Translation systems in MOLTO are based on multilingual grammars written in GF (Grammatical Framework). The traditional environment available to GF grammar developers consist of the GF command shell, a generic text editor and the GF documentation. This is a simple and effective environment for the experienced grammar developer. To better support less experienced grammar developers, one of the goals of the MOLTO project is to create an IDE (Integrated Development Environment) for GF grammar development, and an appropriate GF compiler API to support the IDE. In this talk we will first give a summary of the main functionalities of the traditional GF tools: grammar compilation, error detection, testing, and visualization. Then we will show a prototype of a web-based grammar development environment and briefly discuss the wide range of options available when building a GF IDE, and how this might affect what you require from the GF compiler API. The web-based environment will enable the creation of web-based translation systems without installation of any software. It gives the quickest conceivable access to GF to novice and occasional users. But the API is general enough even to serve power users, who run the tools on their own favourite desktop environment but want to profit from IDE facilities such as project management and library browsing.

GF into the Wild

Krasimir Angelov

Abstract:

So far GF was used only for parsing small controlled languages but the improvements in the parsing performance in the last few years made it possible to dream about parsing open domain unrestricted text. In the resource libraries, we already have wide coverage grammars for many languages but having a grammar is only part of the problem. Even if we improve more and more our grammars it will be always possible to find syntactic constructions which are not covered by the grammar. Another problem is that when we add more syntactic constructions in the grammar, this usually makes it more ambiguous. We need a parser that is robust and is able to do statistical ranking when there are ambiguities in the grammar. I did some preliminary expreriments in robust parsing but the general conclusion is that we need a good treebank which we can use for statistical training. Since we don't want to build our own treebanks an attractive alternative is to try to convert some existing one. In this talk I will present the current state of the GF port of Penn Treebank. All parse trees in the treebank were converted to abstract syntax trees for the English Resource Grammar. When there are unknown syntactic constructions then we just leave placeholders in the abstract tree. Currently we have matched 69% of the constructions with the grammar. More is possible but takes time.

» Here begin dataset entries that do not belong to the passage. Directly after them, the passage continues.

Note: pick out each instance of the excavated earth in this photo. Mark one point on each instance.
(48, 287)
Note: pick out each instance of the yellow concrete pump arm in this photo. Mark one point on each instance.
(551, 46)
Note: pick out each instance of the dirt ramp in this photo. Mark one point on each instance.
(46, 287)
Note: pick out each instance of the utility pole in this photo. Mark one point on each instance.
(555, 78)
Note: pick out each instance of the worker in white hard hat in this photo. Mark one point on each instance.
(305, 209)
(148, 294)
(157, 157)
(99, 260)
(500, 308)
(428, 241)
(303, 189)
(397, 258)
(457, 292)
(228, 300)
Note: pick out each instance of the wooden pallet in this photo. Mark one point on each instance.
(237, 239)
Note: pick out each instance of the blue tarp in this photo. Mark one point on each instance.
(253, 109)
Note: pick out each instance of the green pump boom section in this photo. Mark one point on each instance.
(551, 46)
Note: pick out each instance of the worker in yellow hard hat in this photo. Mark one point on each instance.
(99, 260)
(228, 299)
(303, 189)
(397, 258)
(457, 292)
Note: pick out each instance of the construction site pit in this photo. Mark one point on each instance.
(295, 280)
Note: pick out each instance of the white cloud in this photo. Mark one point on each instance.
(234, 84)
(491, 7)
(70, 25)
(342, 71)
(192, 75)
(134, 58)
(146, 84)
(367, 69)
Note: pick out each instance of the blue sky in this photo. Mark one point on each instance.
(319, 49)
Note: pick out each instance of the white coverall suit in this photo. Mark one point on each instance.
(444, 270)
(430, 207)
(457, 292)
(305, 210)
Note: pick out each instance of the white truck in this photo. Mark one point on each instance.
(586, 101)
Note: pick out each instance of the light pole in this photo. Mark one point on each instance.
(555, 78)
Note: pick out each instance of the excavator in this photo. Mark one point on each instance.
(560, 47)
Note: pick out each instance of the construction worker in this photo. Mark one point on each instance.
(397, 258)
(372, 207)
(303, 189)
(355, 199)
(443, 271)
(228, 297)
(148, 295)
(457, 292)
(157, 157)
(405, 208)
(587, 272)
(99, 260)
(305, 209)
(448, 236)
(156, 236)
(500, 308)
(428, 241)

Competitive Group Testing with Minimum Adaptivity

Azam Sheikh Muhammad

Abstract:

Suppose that given is a collection of $n$ elements where $d$ of them are \emph{defective}. We can query an arbitrarily chosen subset of elements which returns Yes if the subset contains at least one defective and No if the subset is free of defectives. The problem of group testing is to identify the defectives with a minimum number of such queries. By the information-theoretic lower bound at least $\log_2 \binom {n}{d} \approx d\log_2 (\frac{n}{d}) \approx d\log_2 n$ queries are needed. Using adaptive group testing, i.e., asking one query at a time, the lower bound can be easily achieved. However, strategies are preferred that work in a fixed small number of stages, where queries in a stage are asked in parallel. A group testing strategy is called \emph{competitive} if it works for completely unknown $d$ and requires only $O(d\log_2 n)$ queries. Usually competitive group testing is based on sequential queries. We have shown that actually competitive group testing with expected $O(d\log_2 n)$ queries is possible in only $2$ or $3$ stages. Then we have focused on minimizing the hidden constant factor in the query number and proposed a systematic approach for this purpose.